Que, dans un piège aux Souriceaux tendu,
Vieille souris donne, tête baissée,
Je dis : tant mieux. Le grand âge aurait du
L'en détourner, la rendre plus sensée.
Mais qu'un naïf et jeune Souriceau,
Courant, trottant d'un pied novice encore,
Soit entraîné par un friand morceau,
Vers un écueil que sa candeur ignore ;
Je plains son sort, et je serais tenté
De l'arracher à la captivité.
Certain vieux Rat avait l'âme moins tendre.

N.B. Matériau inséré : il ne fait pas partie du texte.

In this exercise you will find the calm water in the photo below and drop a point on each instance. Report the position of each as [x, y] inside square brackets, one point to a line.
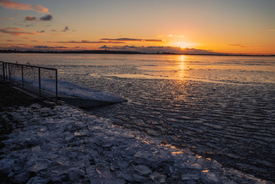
[219, 107]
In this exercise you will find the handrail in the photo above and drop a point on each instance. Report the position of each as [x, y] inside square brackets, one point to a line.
[7, 74]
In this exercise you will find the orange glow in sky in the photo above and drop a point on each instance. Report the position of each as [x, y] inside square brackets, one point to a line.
[197, 26]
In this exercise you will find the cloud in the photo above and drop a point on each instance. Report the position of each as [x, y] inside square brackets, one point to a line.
[157, 49]
[20, 6]
[5, 19]
[60, 35]
[16, 31]
[27, 18]
[14, 40]
[132, 39]
[237, 45]
[84, 42]
[179, 36]
[65, 29]
[35, 41]
[46, 18]
[49, 47]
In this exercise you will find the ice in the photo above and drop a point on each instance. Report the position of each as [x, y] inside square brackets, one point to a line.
[70, 152]
[142, 169]
[190, 176]
[72, 89]
[38, 166]
[157, 178]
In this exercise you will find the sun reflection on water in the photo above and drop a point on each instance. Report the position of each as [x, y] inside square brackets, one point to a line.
[181, 66]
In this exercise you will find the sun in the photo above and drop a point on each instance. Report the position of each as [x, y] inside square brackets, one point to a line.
[183, 44]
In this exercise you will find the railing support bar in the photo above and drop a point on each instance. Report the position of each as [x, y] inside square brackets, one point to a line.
[56, 85]
[22, 69]
[39, 78]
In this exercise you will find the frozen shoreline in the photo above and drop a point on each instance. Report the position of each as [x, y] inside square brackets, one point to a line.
[64, 144]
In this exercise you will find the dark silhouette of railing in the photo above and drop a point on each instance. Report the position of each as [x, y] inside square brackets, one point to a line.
[18, 73]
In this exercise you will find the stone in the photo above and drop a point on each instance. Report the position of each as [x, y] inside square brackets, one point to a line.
[142, 169]
[157, 178]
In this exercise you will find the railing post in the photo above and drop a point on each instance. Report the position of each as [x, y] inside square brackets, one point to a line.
[39, 78]
[4, 77]
[22, 76]
[56, 85]
[9, 72]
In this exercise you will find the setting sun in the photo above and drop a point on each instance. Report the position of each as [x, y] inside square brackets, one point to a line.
[183, 44]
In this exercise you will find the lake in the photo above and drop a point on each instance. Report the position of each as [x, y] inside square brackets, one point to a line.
[222, 107]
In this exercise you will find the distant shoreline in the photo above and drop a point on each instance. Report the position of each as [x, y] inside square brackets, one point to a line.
[127, 52]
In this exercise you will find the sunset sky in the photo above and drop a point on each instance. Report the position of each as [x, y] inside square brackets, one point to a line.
[194, 26]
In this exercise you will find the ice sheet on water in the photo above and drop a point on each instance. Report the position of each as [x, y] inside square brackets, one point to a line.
[107, 154]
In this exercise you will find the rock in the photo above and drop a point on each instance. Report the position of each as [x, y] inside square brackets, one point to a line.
[21, 178]
[38, 166]
[190, 176]
[157, 178]
[139, 178]
[142, 169]
[38, 180]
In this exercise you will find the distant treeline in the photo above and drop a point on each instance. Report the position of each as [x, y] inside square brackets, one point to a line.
[120, 52]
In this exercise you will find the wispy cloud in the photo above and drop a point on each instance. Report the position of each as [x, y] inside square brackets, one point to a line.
[27, 18]
[14, 40]
[36, 41]
[132, 40]
[85, 42]
[50, 47]
[65, 29]
[17, 31]
[61, 35]
[180, 36]
[46, 18]
[20, 6]
[5, 19]
[238, 45]
[157, 49]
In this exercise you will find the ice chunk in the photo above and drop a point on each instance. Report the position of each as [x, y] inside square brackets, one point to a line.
[142, 169]
[36, 149]
[190, 176]
[144, 154]
[157, 178]
[38, 166]
[211, 176]
[37, 180]
[104, 171]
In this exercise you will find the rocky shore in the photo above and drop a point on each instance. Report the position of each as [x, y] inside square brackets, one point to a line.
[50, 143]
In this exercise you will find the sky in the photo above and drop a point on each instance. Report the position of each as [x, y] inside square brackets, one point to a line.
[179, 26]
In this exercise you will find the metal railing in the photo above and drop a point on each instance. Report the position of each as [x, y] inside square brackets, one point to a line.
[21, 73]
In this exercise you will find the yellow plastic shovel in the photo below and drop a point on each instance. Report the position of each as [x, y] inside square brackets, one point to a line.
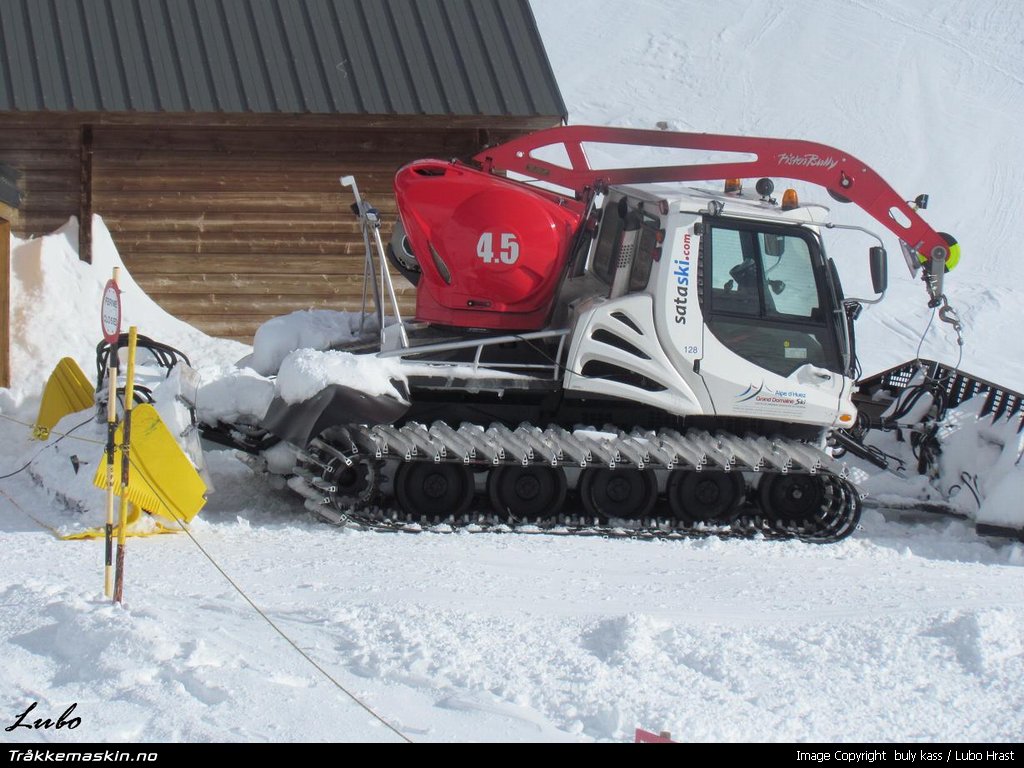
[68, 390]
[163, 481]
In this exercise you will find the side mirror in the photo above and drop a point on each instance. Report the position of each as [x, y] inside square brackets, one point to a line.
[880, 268]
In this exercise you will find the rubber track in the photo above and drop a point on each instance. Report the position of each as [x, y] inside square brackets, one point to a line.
[497, 445]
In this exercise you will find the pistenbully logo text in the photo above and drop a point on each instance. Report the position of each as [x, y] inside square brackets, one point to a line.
[810, 160]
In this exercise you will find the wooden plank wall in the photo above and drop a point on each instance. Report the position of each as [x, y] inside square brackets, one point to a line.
[47, 158]
[227, 225]
[226, 228]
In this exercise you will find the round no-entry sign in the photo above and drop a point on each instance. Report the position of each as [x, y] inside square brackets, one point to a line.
[110, 312]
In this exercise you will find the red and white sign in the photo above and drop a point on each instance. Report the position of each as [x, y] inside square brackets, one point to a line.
[110, 312]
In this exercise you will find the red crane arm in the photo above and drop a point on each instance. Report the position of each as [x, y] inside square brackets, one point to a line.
[834, 169]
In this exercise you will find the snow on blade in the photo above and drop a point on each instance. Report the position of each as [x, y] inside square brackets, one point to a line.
[306, 372]
[310, 329]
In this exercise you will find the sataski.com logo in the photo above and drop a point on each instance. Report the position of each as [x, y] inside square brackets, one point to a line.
[765, 395]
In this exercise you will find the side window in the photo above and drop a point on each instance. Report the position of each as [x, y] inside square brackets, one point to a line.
[733, 278]
[791, 276]
[763, 294]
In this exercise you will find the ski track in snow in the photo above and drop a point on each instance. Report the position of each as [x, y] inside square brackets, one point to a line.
[907, 631]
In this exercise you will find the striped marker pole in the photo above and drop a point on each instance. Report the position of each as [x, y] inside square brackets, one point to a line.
[125, 462]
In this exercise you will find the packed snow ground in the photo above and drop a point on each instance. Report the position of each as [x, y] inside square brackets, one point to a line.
[906, 631]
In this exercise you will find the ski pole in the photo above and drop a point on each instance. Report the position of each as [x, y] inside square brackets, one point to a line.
[112, 426]
[125, 462]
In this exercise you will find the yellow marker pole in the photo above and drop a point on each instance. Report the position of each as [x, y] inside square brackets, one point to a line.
[112, 426]
[125, 463]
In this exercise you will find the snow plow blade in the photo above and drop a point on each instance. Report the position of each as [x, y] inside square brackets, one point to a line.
[163, 480]
[68, 391]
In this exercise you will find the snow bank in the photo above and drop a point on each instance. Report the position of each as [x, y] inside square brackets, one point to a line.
[55, 309]
[306, 372]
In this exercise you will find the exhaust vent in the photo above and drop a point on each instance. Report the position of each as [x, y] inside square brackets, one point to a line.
[610, 372]
[622, 317]
[606, 337]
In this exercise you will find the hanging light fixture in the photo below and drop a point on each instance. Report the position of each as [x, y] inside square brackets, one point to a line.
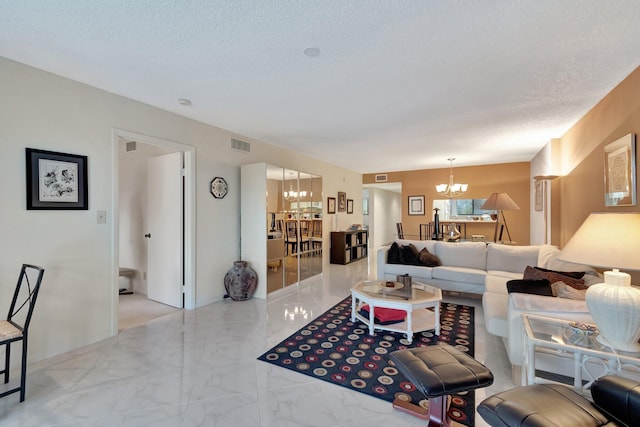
[451, 190]
[292, 195]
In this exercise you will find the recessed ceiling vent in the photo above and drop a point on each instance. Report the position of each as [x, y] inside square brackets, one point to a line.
[236, 144]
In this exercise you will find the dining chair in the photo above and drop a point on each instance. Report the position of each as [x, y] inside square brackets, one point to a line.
[16, 327]
[316, 236]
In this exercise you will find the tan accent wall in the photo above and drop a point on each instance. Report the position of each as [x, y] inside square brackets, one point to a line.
[582, 156]
[511, 178]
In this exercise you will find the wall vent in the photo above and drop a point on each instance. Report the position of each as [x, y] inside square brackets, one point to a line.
[236, 144]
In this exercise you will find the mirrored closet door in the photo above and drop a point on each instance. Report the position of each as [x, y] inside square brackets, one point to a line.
[292, 225]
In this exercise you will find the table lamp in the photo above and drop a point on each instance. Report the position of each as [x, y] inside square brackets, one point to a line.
[611, 240]
[500, 202]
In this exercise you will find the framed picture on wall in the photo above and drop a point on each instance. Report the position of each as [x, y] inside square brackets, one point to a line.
[416, 205]
[539, 196]
[342, 201]
[56, 181]
[620, 172]
[331, 205]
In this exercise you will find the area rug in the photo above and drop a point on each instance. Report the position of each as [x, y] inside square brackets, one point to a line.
[334, 349]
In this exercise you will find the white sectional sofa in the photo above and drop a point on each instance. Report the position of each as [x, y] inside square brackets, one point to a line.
[476, 267]
[465, 265]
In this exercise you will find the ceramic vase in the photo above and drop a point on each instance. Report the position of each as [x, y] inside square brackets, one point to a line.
[615, 308]
[453, 234]
[240, 281]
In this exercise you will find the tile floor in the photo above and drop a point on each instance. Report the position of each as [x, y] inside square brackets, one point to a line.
[199, 368]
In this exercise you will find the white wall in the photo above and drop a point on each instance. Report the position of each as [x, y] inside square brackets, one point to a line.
[385, 210]
[543, 164]
[44, 111]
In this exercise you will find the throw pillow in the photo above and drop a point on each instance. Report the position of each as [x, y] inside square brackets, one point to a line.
[572, 274]
[384, 316]
[409, 255]
[562, 290]
[552, 277]
[427, 258]
[535, 287]
[394, 255]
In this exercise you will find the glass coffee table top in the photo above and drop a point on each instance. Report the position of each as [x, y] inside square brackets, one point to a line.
[395, 290]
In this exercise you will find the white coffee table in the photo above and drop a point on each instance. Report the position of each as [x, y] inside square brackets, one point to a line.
[421, 302]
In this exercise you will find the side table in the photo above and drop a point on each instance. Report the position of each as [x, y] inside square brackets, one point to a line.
[591, 359]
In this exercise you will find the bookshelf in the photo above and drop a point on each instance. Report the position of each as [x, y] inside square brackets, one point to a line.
[348, 246]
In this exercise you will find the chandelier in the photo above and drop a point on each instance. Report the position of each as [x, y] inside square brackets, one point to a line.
[293, 195]
[451, 190]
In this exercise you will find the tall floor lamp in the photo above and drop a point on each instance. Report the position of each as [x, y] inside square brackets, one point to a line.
[500, 202]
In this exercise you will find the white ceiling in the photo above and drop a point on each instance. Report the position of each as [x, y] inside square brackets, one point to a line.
[398, 85]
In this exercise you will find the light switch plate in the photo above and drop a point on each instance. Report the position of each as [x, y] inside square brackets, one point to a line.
[102, 217]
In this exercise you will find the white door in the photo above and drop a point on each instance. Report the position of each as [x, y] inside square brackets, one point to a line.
[165, 233]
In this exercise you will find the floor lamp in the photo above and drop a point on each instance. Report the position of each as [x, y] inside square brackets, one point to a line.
[500, 202]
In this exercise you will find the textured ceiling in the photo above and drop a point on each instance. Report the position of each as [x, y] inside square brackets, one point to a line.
[398, 85]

Un Souriceau devenu prisonnier,
Contait sa peine à l'écho du grenier :
C'était pitié de le voir, de l'entendre.
Mon Rat s'approche, et parlant au captif,
D'un ton hargneux, d'un air rébarbatif :
Pourquoi crier ? vous êtes, petit drôle,
Par votre faute enfermé dans la geôle.
Si vous n'eussiez, animal imprudent,
Sur le lardon appuyé votre dent,
Du trébuchet la porte suspendue
Ne se fut pas brusquement abattue.
Combien dé fois l'homme ne m'a-t-il pas
Affriandé par de pareils appâts !
L'oeil aux aguets, rusé comme un Ulysse,
J'ai constamment déjoué sa malice.
J'ai fait bien plus. En ruse mille fois,
J'ai défié les chats les plus adroits.
De mes succès l'histoire rendra compte.
J'ai fait mourir -Grippe-Minaud de honte,
Et n'ai jamais déshonoré le nom
De mon aïeul, le fameux Ratapon.
Le Souriceau, pendant cette harangue,
Baissait les yeux et retenait sa langue.
Enfin, poussant un soupir douloureux :
Daignerez-vous sauver un malheureux,
Dit-il au Rat, et finir sa misère ?
— Je ne le puis. — Songez donc à vous taire.
A quoi me sert cet étalage vain,
S'il n'aboutit à changer mon destin ?
Votre discours irrite ma souffrance ;
Il est fort beau, mais je vous en dispense.
Prêcher les gens, sans leur tendre la main,
C'est se montrer doublement inhumain.